### Extra credit

- The instructions to set up MetaMap and pymetamap are provided by [Gary Weissman](https://gweissman.github.io/post/using-metamap-with-python-to-access-the-umls-metathesaurus-a-quick-start-guide/) and [NIH](https://lhncbc.nlm.nih.gov/ii/tools/MetaMap/documentation/Installation.html#metamap-installation) (click link to go to reference)
- The `test_output_human (2).txt` file is generated in `DL.ipynb`. The first line is the word "term", and the rest of the file contains extracted SSIs and AEs from the test data. The line is empty if no SSIs and/or AEs are extracted. 

In [1]:
# import libraries
from pymetamap import MetaMap
import os
import re
from tqdm import tqdm
from time import sleep

# Setup UMLS Server (configure by file path)
metamap_base_dir = '/Users/randy/Downloads/public_mm/'
metamap_bin_dir = 'bin/metamap18'
metamap_pos_server_dir = 'bin/skrmedpostctl'
metamap_wsd_server_dir = 'bin/wsdserverctl'

# Start POS and WSD servers, both are required for MetaMap
os.system(metamap_base_dir + metamap_pos_server_dir + ' start') 
os.system(metamap_base_dir + metamap_wsd_server_dir + ' start') 

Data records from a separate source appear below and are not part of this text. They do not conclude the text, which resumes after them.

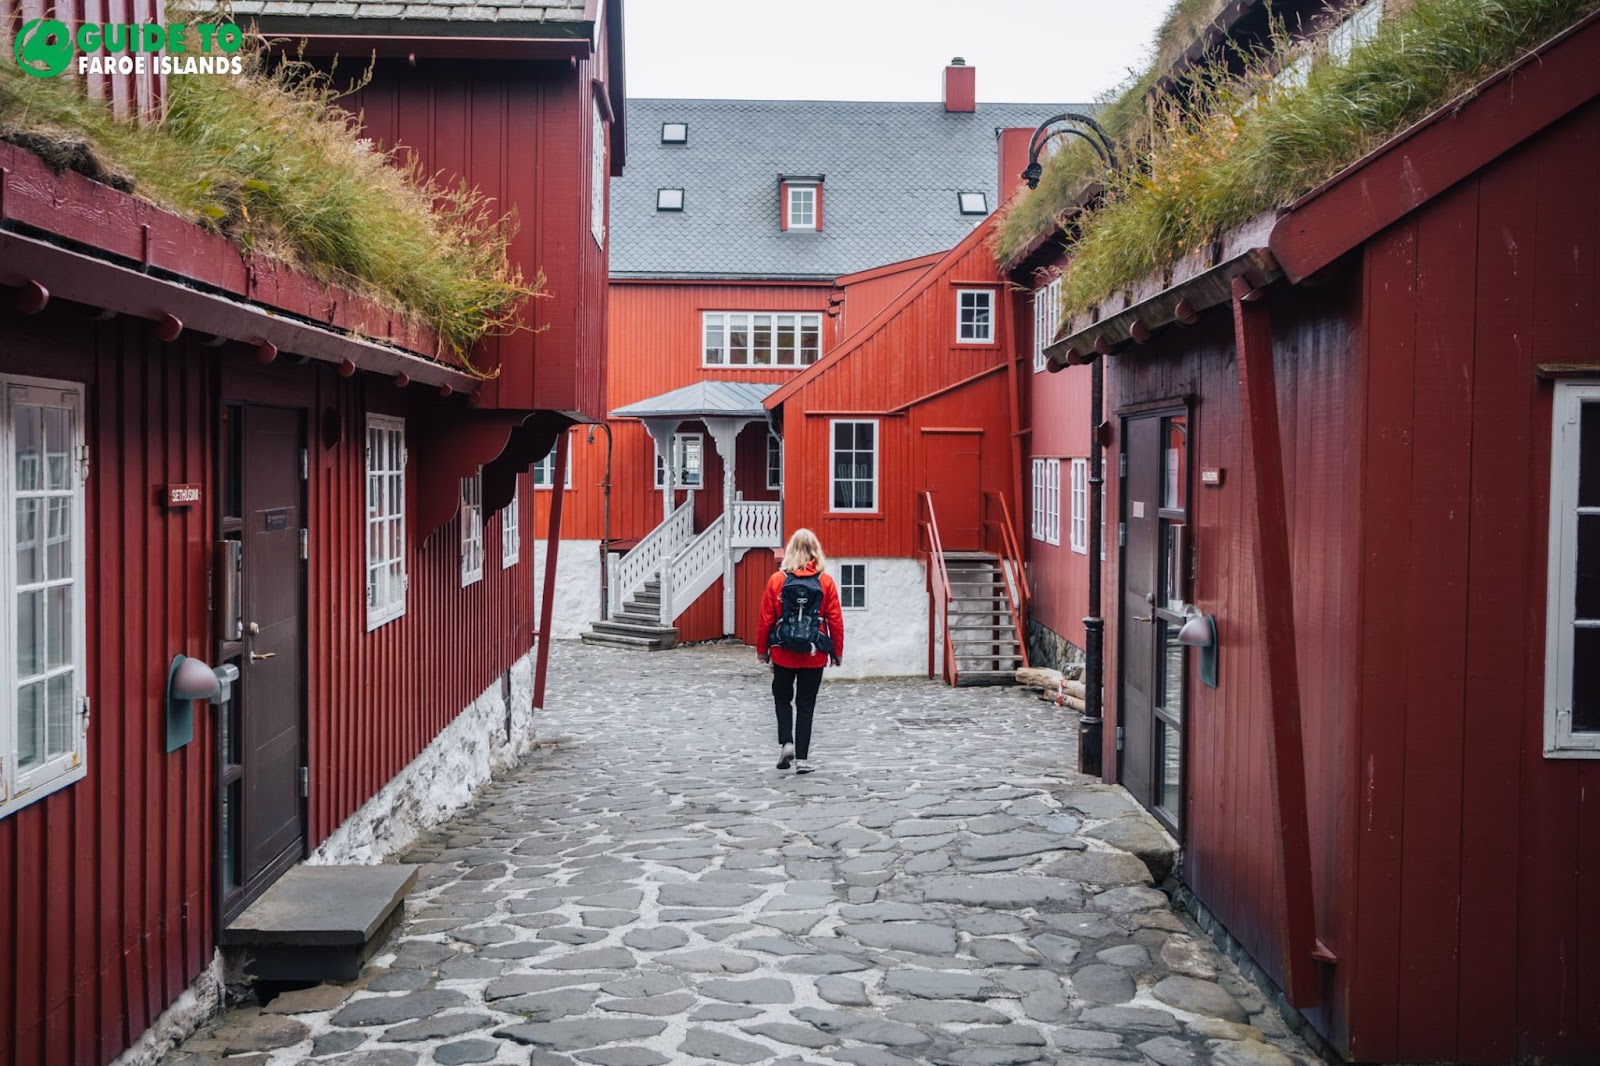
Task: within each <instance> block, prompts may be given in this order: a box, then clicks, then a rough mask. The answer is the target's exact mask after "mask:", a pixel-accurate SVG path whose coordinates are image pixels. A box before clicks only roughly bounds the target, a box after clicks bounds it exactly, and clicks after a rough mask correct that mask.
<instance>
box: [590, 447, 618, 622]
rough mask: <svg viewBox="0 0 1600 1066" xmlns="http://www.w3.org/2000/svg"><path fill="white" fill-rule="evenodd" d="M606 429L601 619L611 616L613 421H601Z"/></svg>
mask: <svg viewBox="0 0 1600 1066" xmlns="http://www.w3.org/2000/svg"><path fill="white" fill-rule="evenodd" d="M600 429H603V431H605V482H602V483H600V488H602V490H603V496H605V519H603V522H602V527H600V621H608V619H610V618H611V443H613V442H611V423H600ZM594 442H595V427H594V426H590V427H589V443H594Z"/></svg>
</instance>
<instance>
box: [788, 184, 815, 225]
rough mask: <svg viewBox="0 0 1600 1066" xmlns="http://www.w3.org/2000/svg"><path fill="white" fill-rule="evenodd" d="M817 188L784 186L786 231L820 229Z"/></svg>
mask: <svg viewBox="0 0 1600 1066" xmlns="http://www.w3.org/2000/svg"><path fill="white" fill-rule="evenodd" d="M816 189H818V187H816V186H792V184H789V186H784V203H786V205H787V210H786V213H784V219H786V222H787V226H786V229H818V224H816Z"/></svg>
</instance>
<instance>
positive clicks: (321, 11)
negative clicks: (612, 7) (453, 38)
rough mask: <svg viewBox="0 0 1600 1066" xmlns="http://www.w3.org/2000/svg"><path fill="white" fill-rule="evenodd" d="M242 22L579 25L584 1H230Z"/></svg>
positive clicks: (299, 0)
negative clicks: (540, 24)
mask: <svg viewBox="0 0 1600 1066" xmlns="http://www.w3.org/2000/svg"><path fill="white" fill-rule="evenodd" d="M232 13H234V14H235V16H240V21H243V19H245V18H259V16H298V18H328V19H357V21H360V19H381V21H390V19H426V21H430V22H437V21H446V22H582V21H584V0H382V2H376V0H317V2H315V3H307V2H306V0H234V5H232Z"/></svg>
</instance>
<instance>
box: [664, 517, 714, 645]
mask: <svg viewBox="0 0 1600 1066" xmlns="http://www.w3.org/2000/svg"><path fill="white" fill-rule="evenodd" d="M726 520H728V515H725V514H722V515H717V520H715V522H712V523H710V525H707V527H706V528H704V530H702V531H701V535H699V536H696V538H694V539H693V541H690V543H688V544H685V546H683V547H682V549H678V554H677V555H674V557H672V559H670V560H667V563H666V565H664V567H662V568H661V623H662V624H664V626H670V624H672V623H674V621H677V616H678V615H682V613H683V611H686V610H688V608H690V605H691V603H693V602H694V600H698V599H699V597H701V594H702V592H704V591H706V589H709V587H710V586H712V583H714V581H717V578H720V576H722V562H723V546H722V535H723V523H725V522H726Z"/></svg>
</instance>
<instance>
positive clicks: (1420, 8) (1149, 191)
mask: <svg viewBox="0 0 1600 1066" xmlns="http://www.w3.org/2000/svg"><path fill="white" fill-rule="evenodd" d="M1597 8H1600V0H1416V3H1414V5H1413V6H1411V8H1408V10H1406V11H1403V13H1400V14H1397V16H1395V18H1392V19H1387V21H1384V24H1382V27H1381V29H1379V32H1378V35H1376V37H1374V38H1371V40H1370V42H1366V43H1365V45H1362V46H1358V48H1357V50H1355V51H1354V53H1352V54H1350V58H1349V61H1347V62H1346V64H1338V62H1331V61H1326V59H1322V61H1318V62H1317V64H1315V66H1314V67H1312V70H1310V75H1309V78H1307V82H1306V85H1304V86H1301V88H1298V90H1280V88H1275V86H1274V85H1272V82H1270V77H1269V72H1270V69H1274V67H1275V66H1277V64H1275V62H1274V59H1277V58H1280V56H1254V58H1253V61H1251V62H1250V64H1246V66H1248V70H1246V72H1245V74H1243V75H1238V77H1229V75H1224V74H1221V67H1213V69H1210V70H1208V72H1205V74H1203V75H1202V77H1200V78H1198V80H1197V85H1200V88H1198V90H1195V91H1194V94H1192V96H1190V99H1189V101H1187V102H1186V106H1182V107H1179V106H1178V104H1176V102H1174V101H1171V99H1163V98H1157V99H1155V102H1154V107H1152V109H1150V115H1149V118H1147V125H1146V126H1144V128H1142V130H1141V128H1138V126H1134V128H1133V136H1131V138H1130V141H1131V142H1130V146H1128V149H1125V152H1126V155H1130V157H1133V158H1131V163H1130V162H1128V160H1125V166H1123V173H1122V174H1120V176H1117V178H1115V179H1110V181H1109V189H1107V195H1106V198H1104V202H1101V203H1099V205H1098V206H1093V208H1091V210H1088V211H1085V213H1083V214H1078V216H1077V218H1075V219H1074V226H1075V235H1077V242H1075V245H1074V248H1072V256H1070V261H1069V262H1067V269H1066V275H1064V282H1062V312H1064V314H1069V315H1070V314H1077V312H1080V311H1085V309H1086V307H1090V306H1093V304H1096V303H1099V301H1101V299H1104V298H1106V296H1107V295H1109V293H1114V291H1120V290H1125V288H1128V287H1131V285H1133V283H1134V282H1138V280H1139V279H1142V277H1146V275H1149V274H1152V272H1154V271H1157V269H1160V267H1162V266H1163V264H1166V262H1171V261H1174V259H1178V258H1181V256H1182V254H1186V253H1189V251H1192V250H1195V248H1200V246H1203V245H1205V243H1208V242H1211V240H1214V238H1216V237H1218V235H1219V234H1221V232H1224V230H1227V229H1229V227H1232V226H1238V224H1240V222H1245V221H1248V219H1250V218H1253V216H1256V214H1259V213H1261V211H1266V210H1269V208H1277V206H1285V205H1288V203H1290V202H1293V200H1294V198H1296V197H1299V195H1302V194H1306V192H1309V190H1310V189H1314V187H1315V186H1318V184H1322V182H1323V181H1326V179H1328V178H1331V176H1333V174H1336V173H1338V171H1339V170H1342V168H1344V166H1347V165H1349V163H1352V162H1355V160H1357V158H1360V157H1362V155H1365V154H1366V152H1370V150H1373V149H1374V147H1378V146H1379V144H1382V142H1384V141H1386V139H1389V138H1390V136H1394V134H1397V133H1400V131H1402V130H1405V128H1406V126H1410V125H1411V123H1414V122H1418V120H1419V118H1422V117H1426V115H1427V114H1429V112H1432V110H1435V109H1437V107H1440V106H1443V104H1446V102H1448V101H1450V99H1453V98H1454V96H1458V94H1461V93H1464V91H1467V90H1470V88H1472V86H1474V85H1475V83H1477V82H1480V80H1482V78H1485V77H1488V75H1490V74H1493V72H1494V70H1498V69H1501V67H1504V66H1506V64H1507V62H1510V61H1512V59H1515V58H1517V56H1520V54H1523V53H1525V51H1526V50H1528V48H1531V46H1534V45H1538V43H1539V42H1542V40H1547V38H1549V37H1552V35H1555V34H1558V32H1560V30H1563V29H1566V27H1570V26H1571V24H1574V22H1576V21H1578V19H1581V18H1584V16H1586V14H1589V13H1590V11H1594V10H1597ZM1280 54H1282V53H1280ZM1074 166H1082V160H1077V162H1074V160H1070V158H1067V157H1058V158H1056V160H1053V162H1051V166H1050V168H1046V179H1051V171H1053V170H1061V171H1069V170H1072V168H1074ZM1083 179H1085V178H1083V173H1082V170H1078V171H1075V173H1062V174H1056V176H1054V178H1053V184H1051V186H1050V189H1054V190H1058V194H1059V189H1061V187H1064V186H1070V184H1072V182H1074V181H1077V182H1078V187H1082V182H1083ZM1045 190H1046V184H1045V182H1040V189H1038V192H1035V194H1032V195H1030V197H1026V198H1021V200H1018V202H1014V206H1013V210H1011V214H1016V216H1018V218H1016V219H1014V221H1016V232H1013V229H1011V224H1013V218H1011V216H1010V214H1008V218H1006V219H1003V226H1002V238H1000V242H998V245H997V250H998V251H1000V254H1002V258H1005V256H1006V253H1008V251H1014V250H1018V248H1021V246H1024V245H1026V243H1027V242H1029V240H1032V237H1034V235H1035V234H1037V232H1040V229H1032V230H1030V232H1027V230H1026V226H1027V224H1030V222H1034V221H1035V219H1037V218H1038V216H1040V214H1042V210H1040V206H1037V205H1034V206H1029V205H1027V200H1030V198H1035V197H1042V194H1045ZM1056 203H1059V200H1056ZM1058 210H1059V208H1058ZM1043 213H1045V214H1046V216H1048V213H1050V211H1048V208H1045V210H1043Z"/></svg>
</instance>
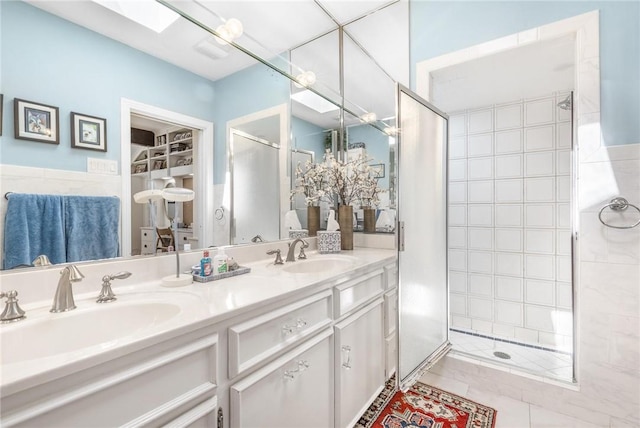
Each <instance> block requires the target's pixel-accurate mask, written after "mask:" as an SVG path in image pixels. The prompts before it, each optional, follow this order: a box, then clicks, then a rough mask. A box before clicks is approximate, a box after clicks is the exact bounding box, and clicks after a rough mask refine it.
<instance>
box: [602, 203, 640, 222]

# configure sleep time to ensure servers have completely been started
# sleep(10)

Starting skrmedpostctl: 
started.
Starting wsdserverctl: 
started.


0

loading properties file /Users/randy/Downloads/public_mm//WSD_Server/config/disambServer.cfg


In [2]:
# instantiate metamap 
metam = MetaMap.get_instance(metamap_base_dir + metamap_bin_dir)

In [28]:
test_str = "isoechoic nodule of left lobe of thyroid"

metam.extract_concepts([test_str], 
                       word_sense_disambiguation = True,
                       prefer_multiple_concepts=True,
                       term_processing=True,
                       restrict_to_sources=['lbtr', "fndg"])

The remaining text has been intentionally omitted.